Et voici qu’à son tour, Nicole fait son entrée, longue, fine, onduleuse dans la gaine de sa robe, les prunelles veloutées et sombres sous les cheveux clairs qui ont l’éclat des feuilles brûlées par l’automne. Ainsi, elle éveille la vision de quelque belle nymphe d’un dieu d’amour.

Francis Hawford, le peintre, dresse la tête à son entrée et murmure, l’enveloppant d’un regard d’artiste et d’homme :

— Diable ! la splendide créature !

Et ce doit être aussi l’opinion de Raymond Seyntis, car il a un singulier accent pour lui dire, après avoir baisé sa main dégantée :

— Vous êtes toujours terriblement séduisante, ma nièce.

— Heureusement pour moi, mon oncle.

— Et pour nous !

L’un comme l’autre, ils savent très bien les pensées qui flottent en leurs deux cerveaux. Pour un homme, sensible comme lui à la beauté, elle a une saveur irritante : et si elle était une étrangère, il succomberait à la tentation de goûter cette saveur. Mais la pensée qu’il l’appelle « ma nièce » l’arrête dans les limites d’une galanterie discrète, — imperceptiblement équivoque.
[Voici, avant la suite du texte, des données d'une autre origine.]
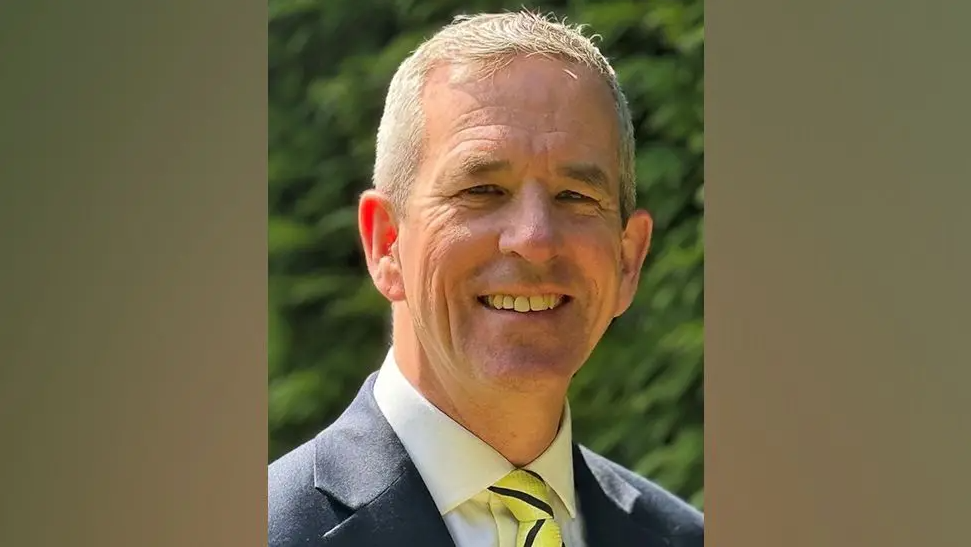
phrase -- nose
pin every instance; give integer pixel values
(529, 229)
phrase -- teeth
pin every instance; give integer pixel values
(524, 304)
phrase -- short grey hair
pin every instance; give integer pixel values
(488, 41)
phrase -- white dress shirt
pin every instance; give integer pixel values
(458, 467)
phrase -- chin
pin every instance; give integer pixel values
(522, 366)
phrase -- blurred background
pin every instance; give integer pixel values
(639, 400)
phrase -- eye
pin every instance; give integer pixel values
(570, 195)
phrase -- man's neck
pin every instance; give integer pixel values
(519, 426)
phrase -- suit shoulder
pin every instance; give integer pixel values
(680, 522)
(299, 513)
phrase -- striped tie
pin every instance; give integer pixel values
(524, 493)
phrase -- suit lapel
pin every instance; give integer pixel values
(608, 504)
(361, 463)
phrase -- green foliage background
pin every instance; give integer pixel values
(639, 400)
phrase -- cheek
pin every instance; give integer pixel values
(598, 256)
(441, 258)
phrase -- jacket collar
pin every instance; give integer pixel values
(361, 463)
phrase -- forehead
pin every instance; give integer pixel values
(529, 105)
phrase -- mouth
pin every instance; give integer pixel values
(523, 304)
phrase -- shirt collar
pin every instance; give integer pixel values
(455, 464)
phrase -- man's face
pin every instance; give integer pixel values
(517, 206)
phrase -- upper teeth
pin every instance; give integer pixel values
(525, 303)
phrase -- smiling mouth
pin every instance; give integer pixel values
(523, 304)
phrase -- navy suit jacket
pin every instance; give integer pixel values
(354, 485)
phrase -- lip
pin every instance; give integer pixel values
(532, 290)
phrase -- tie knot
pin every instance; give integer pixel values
(525, 495)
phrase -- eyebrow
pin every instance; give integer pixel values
(587, 173)
(583, 172)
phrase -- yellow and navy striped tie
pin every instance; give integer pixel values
(525, 495)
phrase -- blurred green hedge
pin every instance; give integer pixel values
(639, 400)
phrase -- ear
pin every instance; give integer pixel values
(379, 237)
(634, 244)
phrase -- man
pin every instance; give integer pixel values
(502, 231)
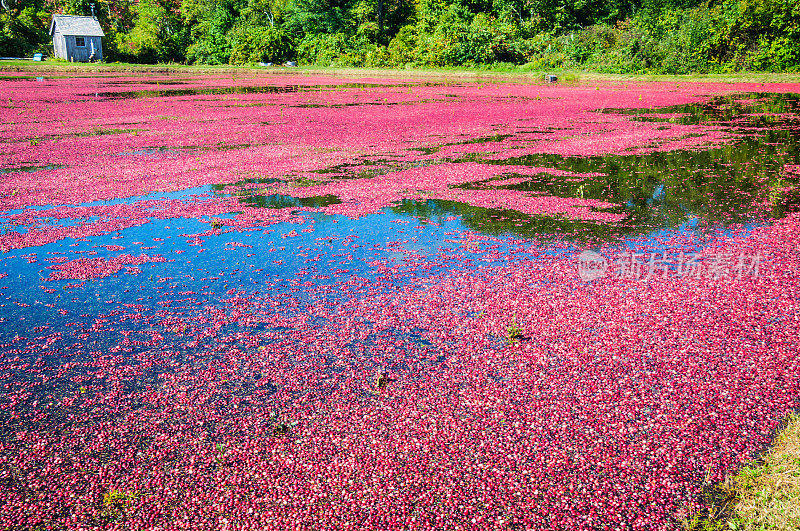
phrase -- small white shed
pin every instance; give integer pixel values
(77, 38)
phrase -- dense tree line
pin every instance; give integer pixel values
(667, 36)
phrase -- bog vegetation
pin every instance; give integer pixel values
(615, 36)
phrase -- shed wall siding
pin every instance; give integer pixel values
(64, 47)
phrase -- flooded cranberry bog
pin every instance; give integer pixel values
(290, 302)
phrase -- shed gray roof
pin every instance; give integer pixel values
(74, 25)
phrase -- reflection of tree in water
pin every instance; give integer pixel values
(287, 201)
(756, 109)
(502, 221)
(741, 182)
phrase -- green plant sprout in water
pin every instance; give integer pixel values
(513, 333)
(115, 502)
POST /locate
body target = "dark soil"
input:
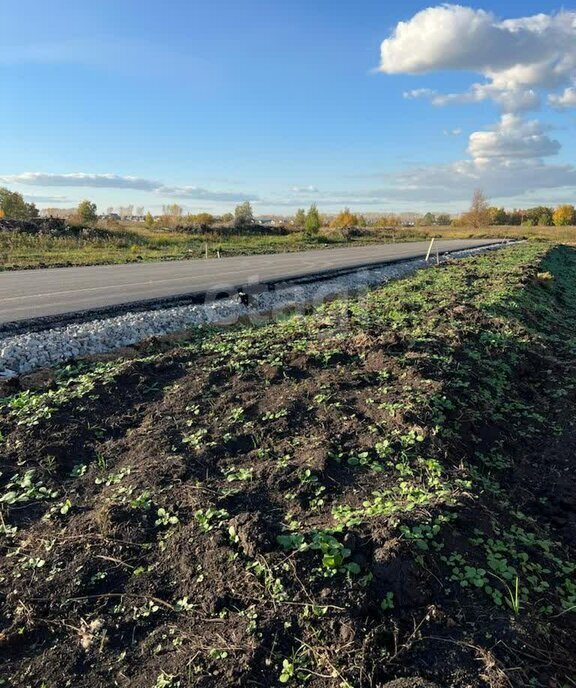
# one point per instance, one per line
(156, 540)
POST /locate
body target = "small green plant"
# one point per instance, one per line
(165, 518)
(388, 602)
(210, 518)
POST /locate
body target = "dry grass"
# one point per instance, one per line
(135, 243)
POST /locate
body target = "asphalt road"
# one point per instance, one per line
(29, 294)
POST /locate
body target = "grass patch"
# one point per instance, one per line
(383, 488)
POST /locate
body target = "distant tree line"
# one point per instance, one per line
(480, 214)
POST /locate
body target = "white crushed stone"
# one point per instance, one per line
(23, 353)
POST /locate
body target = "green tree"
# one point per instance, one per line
(243, 215)
(201, 221)
(300, 218)
(427, 220)
(498, 216)
(344, 219)
(541, 215)
(86, 212)
(15, 207)
(564, 215)
(313, 222)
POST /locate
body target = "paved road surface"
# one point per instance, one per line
(28, 294)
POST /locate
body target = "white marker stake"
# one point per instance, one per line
(430, 250)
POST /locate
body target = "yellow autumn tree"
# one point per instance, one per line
(564, 215)
(345, 219)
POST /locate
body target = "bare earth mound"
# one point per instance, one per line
(382, 493)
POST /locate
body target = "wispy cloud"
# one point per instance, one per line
(304, 189)
(115, 181)
(518, 57)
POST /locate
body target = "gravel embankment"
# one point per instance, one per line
(23, 353)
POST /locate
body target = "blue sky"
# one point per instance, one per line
(286, 103)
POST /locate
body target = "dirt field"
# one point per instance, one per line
(130, 243)
(379, 493)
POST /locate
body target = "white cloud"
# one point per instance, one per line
(114, 181)
(505, 161)
(512, 139)
(517, 57)
(104, 181)
(56, 200)
(200, 194)
(304, 189)
(564, 100)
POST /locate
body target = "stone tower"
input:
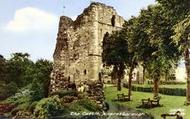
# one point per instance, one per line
(77, 57)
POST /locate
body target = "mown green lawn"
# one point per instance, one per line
(169, 102)
(183, 86)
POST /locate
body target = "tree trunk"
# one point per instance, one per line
(143, 75)
(119, 83)
(156, 87)
(187, 66)
(129, 82)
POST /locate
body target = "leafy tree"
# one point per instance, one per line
(182, 36)
(43, 70)
(3, 71)
(114, 54)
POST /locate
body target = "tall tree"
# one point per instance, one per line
(114, 54)
(182, 36)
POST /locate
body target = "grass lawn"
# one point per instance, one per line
(169, 102)
(183, 86)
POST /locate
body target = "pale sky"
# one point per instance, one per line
(31, 25)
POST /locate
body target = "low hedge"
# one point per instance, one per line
(162, 90)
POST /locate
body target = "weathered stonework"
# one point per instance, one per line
(77, 57)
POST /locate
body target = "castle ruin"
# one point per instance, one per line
(77, 57)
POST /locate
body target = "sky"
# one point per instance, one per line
(31, 25)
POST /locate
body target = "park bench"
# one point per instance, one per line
(177, 115)
(122, 97)
(148, 103)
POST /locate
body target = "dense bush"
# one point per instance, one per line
(48, 107)
(63, 93)
(162, 90)
(7, 90)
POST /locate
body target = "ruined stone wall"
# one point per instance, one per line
(77, 57)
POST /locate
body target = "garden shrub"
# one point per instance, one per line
(63, 93)
(48, 107)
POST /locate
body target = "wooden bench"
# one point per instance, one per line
(122, 97)
(148, 103)
(177, 115)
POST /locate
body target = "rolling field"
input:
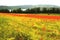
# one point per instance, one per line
(29, 27)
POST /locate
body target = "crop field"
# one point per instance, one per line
(29, 27)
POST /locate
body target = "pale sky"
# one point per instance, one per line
(29, 2)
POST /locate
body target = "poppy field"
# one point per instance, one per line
(29, 27)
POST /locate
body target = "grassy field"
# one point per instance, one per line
(29, 27)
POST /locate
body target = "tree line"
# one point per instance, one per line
(32, 10)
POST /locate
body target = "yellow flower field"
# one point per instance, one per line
(27, 28)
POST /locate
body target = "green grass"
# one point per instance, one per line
(25, 28)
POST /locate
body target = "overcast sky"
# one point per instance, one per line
(29, 2)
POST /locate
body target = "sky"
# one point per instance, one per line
(29, 2)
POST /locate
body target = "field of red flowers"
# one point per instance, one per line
(29, 27)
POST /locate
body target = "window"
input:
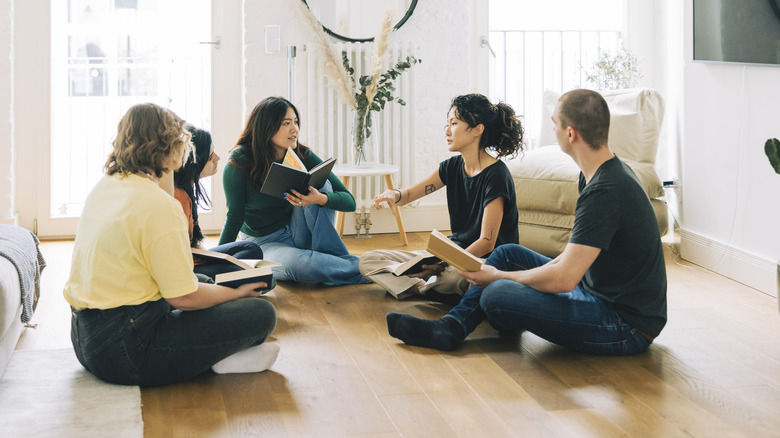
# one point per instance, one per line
(547, 45)
(108, 55)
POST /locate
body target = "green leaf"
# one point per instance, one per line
(772, 150)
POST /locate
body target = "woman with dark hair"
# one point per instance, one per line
(139, 315)
(480, 197)
(189, 191)
(297, 231)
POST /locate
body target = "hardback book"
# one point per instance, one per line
(218, 257)
(253, 270)
(412, 266)
(237, 278)
(282, 177)
(447, 250)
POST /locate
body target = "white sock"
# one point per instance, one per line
(252, 360)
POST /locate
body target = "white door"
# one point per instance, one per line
(107, 55)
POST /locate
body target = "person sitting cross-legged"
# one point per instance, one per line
(605, 294)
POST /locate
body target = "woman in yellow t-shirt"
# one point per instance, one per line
(140, 317)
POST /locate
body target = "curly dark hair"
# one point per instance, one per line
(187, 177)
(503, 132)
(263, 123)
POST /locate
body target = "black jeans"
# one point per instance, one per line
(154, 344)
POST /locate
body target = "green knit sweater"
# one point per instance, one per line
(258, 214)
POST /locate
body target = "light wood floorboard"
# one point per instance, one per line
(713, 372)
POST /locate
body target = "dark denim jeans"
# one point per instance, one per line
(154, 344)
(576, 320)
(310, 249)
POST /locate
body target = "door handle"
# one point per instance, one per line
(216, 43)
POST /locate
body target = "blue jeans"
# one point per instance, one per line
(577, 320)
(154, 344)
(310, 249)
(239, 249)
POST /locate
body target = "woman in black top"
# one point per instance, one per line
(480, 196)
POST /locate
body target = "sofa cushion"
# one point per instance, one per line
(546, 180)
(635, 123)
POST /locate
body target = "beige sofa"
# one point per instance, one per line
(21, 263)
(546, 178)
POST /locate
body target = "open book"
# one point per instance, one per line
(253, 270)
(447, 250)
(412, 266)
(288, 175)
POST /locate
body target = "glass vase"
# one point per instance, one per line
(364, 145)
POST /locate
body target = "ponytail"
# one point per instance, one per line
(503, 131)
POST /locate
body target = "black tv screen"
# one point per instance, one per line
(740, 31)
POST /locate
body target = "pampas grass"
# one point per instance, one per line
(332, 66)
(380, 49)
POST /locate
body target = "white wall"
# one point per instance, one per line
(444, 31)
(730, 193)
(7, 159)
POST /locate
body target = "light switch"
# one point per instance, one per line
(273, 38)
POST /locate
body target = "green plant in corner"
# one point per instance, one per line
(614, 71)
(772, 150)
(372, 94)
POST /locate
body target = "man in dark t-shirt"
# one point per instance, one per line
(605, 294)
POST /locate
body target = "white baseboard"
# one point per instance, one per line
(416, 219)
(757, 272)
(12, 220)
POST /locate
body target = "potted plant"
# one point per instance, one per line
(366, 94)
(772, 150)
(614, 71)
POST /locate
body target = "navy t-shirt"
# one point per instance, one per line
(614, 214)
(467, 197)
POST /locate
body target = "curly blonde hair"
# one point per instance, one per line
(149, 139)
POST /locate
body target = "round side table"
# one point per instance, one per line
(347, 171)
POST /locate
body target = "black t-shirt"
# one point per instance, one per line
(467, 197)
(614, 214)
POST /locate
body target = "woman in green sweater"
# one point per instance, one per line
(297, 231)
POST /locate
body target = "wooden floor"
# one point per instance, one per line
(713, 372)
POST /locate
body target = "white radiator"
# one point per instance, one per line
(329, 121)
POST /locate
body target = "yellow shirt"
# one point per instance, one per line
(131, 246)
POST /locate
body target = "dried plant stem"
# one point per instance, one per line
(332, 67)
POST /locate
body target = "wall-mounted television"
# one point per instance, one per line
(739, 31)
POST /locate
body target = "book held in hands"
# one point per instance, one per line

Elle fait encore quelques pas dans le salon. Puis elle s’arrête de nouveau. Cette fois, c’est René Carrère qui la salue.

— Ah ! bonjour, René ! dit-elle de sa voix chaude, un peu assourdie.

Ils sont face à face et se regardent. Au fond de leurs âmes, frémit l’ombre du passé. Mais eux seuls le savent, — et Guillemette dont les larges prunelles s’attachent à eux avec une expression profonde et attentive.

Nicole pense qu’il a peu changé ; ses traits nettement découpés ont toujours la même expression de volonté mâle et sereine. Ses yeux ont gardé leur regard clair qui jamais n’a dû connaître le mensonge, — et en ce moment, est presque dur.

Mais pour lui, elle est une autre femme, — tout à fait différente de la jeune fille de jadis. Elle a le même délicieux visage où semble palpiter le reflet de quelque mystérieuse flamme, la même bouche affolante par sa fraîcheur, la grâce indéfinissable, ironique et caressante du sourire… Pourtant cette Nicole-là n’est pas celle qu’il a quittée, il y a quatre ans. Il s’est fait en elle une sorte d’épanouissement superbe qui doit griser les hommes et effaroucher les très honnêtes et très candides femmes comme Mme Seyntis. Elle fait songer à quelque fleur magnifique dont le parfum serait dangereusement capiteux.

Entre eux, il y a un silence de quelques secondes. Puis, correctement, il articule, s’inclinant sur la main nue qu’elle lui a donnée :

— Madame, je vous présente mes hommages.

— Pourquoi ? « madame… » Nous sommes toujours cousins, que je sache !

— C’est vrai… Vous avez raison… Bonjour, Nicole.

— A la bonne heure, ainsi.

Mais toute conversation est interrompue car le maître d’hôtel annonce que le dîner est servi.